LONDON: Wave a wand and a ladle across the room turns in a cauldron. Move your hand and a knife starts to chop.
Warner Brothers aims to recreate the magic of the Harry Potter movies with a major tour at its newly renovated Leavesden Studios on the outskirts of London, with the attraction due to open next spring. The Hollywood studio behind the record-breaking franchise has relocated the original Great Hall at Hogwarts School of Witchcraft and Wizardry, and visitors will be treated to a surprise entrance into the towering set.
There they can admire the attention to detail in which the production crews on the eight movies took great pride -- from the elaborate "stonework" of the outer walls to graffiti carved into wooden tables by students.
There will be no floating candles -- that particular piece of magic was conjured by computers, but many of the characters, props, costumes and settings were real-life.

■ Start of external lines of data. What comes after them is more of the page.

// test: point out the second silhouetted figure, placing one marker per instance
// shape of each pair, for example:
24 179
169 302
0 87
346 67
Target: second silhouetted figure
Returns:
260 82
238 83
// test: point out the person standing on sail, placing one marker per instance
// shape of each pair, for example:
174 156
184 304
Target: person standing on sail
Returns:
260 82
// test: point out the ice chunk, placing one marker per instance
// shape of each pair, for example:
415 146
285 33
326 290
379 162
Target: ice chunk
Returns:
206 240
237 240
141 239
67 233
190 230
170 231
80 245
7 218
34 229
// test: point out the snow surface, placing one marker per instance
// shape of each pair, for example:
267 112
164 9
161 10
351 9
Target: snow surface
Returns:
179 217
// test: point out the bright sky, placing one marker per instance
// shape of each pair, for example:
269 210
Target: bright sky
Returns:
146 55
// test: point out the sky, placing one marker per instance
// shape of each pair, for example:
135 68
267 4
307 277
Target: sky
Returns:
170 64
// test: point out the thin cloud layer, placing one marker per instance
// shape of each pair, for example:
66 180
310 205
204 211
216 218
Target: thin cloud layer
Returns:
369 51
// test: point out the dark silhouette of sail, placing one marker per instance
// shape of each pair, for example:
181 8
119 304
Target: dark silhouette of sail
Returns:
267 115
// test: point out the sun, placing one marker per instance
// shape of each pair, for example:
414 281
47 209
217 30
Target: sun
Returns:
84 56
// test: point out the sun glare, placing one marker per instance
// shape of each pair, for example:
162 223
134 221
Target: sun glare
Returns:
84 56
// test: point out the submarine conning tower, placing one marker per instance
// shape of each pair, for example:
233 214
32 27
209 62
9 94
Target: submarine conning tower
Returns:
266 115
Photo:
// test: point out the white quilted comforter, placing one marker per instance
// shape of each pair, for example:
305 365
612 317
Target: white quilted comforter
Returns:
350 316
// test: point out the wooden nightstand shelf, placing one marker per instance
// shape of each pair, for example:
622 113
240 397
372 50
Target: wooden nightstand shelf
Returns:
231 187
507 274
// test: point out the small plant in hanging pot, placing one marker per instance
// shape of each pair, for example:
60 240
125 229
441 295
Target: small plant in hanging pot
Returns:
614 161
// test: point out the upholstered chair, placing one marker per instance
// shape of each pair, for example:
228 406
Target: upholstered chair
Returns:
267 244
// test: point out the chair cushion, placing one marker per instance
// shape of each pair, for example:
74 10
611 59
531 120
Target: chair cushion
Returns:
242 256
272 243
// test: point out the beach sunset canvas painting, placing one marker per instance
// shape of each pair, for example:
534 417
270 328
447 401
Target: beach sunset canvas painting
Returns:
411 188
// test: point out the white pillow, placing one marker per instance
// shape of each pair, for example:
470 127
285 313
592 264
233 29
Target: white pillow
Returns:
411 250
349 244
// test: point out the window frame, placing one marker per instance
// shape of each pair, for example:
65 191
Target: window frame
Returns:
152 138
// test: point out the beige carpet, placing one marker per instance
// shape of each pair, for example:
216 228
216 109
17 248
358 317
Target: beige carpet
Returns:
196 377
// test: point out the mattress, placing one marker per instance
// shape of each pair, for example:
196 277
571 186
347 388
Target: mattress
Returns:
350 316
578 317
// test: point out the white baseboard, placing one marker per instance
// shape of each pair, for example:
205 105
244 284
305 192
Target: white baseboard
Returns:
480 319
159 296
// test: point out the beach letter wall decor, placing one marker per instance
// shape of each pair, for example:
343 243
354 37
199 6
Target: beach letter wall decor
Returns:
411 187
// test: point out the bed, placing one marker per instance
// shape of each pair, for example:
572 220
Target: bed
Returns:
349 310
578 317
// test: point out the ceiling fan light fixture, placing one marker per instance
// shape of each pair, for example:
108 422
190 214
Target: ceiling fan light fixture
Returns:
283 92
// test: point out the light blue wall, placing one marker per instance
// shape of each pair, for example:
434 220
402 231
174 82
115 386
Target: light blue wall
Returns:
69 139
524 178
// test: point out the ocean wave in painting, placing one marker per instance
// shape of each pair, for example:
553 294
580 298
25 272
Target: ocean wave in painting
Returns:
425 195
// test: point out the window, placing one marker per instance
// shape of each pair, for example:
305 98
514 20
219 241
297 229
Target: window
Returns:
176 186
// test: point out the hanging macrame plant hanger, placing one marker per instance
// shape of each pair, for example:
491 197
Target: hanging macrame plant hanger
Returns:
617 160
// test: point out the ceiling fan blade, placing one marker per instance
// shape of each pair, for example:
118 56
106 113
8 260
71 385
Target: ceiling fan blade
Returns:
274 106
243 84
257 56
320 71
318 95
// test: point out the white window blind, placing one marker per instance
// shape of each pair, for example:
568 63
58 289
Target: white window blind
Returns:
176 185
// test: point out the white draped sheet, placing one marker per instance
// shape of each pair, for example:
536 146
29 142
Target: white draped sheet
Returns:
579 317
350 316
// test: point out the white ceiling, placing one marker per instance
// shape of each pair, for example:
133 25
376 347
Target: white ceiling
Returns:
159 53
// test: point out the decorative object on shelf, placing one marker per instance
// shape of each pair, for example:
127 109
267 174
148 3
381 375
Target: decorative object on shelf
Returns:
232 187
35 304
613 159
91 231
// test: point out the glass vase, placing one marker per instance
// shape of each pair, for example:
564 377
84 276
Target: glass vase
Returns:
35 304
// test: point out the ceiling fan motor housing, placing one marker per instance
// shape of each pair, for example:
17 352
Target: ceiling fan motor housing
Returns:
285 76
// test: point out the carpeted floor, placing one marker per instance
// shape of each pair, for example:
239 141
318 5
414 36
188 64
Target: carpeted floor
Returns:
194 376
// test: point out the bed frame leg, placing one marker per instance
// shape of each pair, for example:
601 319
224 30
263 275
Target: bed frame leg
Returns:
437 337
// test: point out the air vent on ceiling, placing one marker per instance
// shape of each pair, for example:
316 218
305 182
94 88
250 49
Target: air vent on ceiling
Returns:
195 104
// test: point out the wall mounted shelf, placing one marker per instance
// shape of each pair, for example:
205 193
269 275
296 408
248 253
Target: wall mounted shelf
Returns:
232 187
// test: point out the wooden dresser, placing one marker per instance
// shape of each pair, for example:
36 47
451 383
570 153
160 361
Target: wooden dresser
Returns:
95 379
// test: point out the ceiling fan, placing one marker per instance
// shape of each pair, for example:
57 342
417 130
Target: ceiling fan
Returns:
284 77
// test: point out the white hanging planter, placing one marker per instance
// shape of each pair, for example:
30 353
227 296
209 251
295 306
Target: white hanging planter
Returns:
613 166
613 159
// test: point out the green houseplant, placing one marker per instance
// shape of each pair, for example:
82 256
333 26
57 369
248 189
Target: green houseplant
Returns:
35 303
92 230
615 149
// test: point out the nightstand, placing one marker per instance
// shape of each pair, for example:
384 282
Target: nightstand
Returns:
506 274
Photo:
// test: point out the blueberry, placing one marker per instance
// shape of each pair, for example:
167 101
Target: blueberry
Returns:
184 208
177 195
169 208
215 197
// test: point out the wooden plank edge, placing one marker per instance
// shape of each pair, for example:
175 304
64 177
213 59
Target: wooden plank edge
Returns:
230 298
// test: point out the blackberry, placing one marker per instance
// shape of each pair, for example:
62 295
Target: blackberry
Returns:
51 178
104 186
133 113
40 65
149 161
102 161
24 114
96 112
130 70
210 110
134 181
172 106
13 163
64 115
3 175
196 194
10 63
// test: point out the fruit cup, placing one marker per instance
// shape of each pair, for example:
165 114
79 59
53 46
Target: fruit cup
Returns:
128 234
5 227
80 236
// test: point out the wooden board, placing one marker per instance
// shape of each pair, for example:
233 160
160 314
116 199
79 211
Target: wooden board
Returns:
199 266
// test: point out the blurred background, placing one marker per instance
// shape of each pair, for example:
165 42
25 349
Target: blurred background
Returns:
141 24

Among the highlights will be the giant spider Aragog suspended from the ceiling, and fans will be able to pose for photographs in one of the "flying" Ford Anglia cars used in "Harry Potter and the Chamber of Secrets". The sharptoothed "The Monster Book of Monsters" has been dusted off, and Buckbeak the "Hippogriff " is getting a meticulous makeover for when the doors of the attraction open.
The studios and neighbouring tour space are currently little more than a giant building site, with only a few of the main attractions in place including the shell of the great hall. Journalists were shown around the site recently as Warner cranked up the publicity ahead of tickets for " Warner Bros. Studio Tour London -- The Making of Harry Potter" going on sale on October 13. They will cost £21 per child, £28 per adult and £83 for a family of four, and up to 5,000 visitors are expected to be able to take the threehour tour each day.
The venture underlines how the Potter phenomenon looks set to go on generating revenue long after the July release of the eighth and final film. John Richardson, who won an Oscar for his work on the 1986 movie "Aliens" and was special effects supervisor on the Potter films, demonstrated the wand and hand "tricks" and a number of other devices he developed.
"There are so many kids and so many adults who have grown up with Harry Potter, it's an opportunity for them to be close to all things Harry Potter and at the same time give the public the chance to see what goes into making a movie," he said.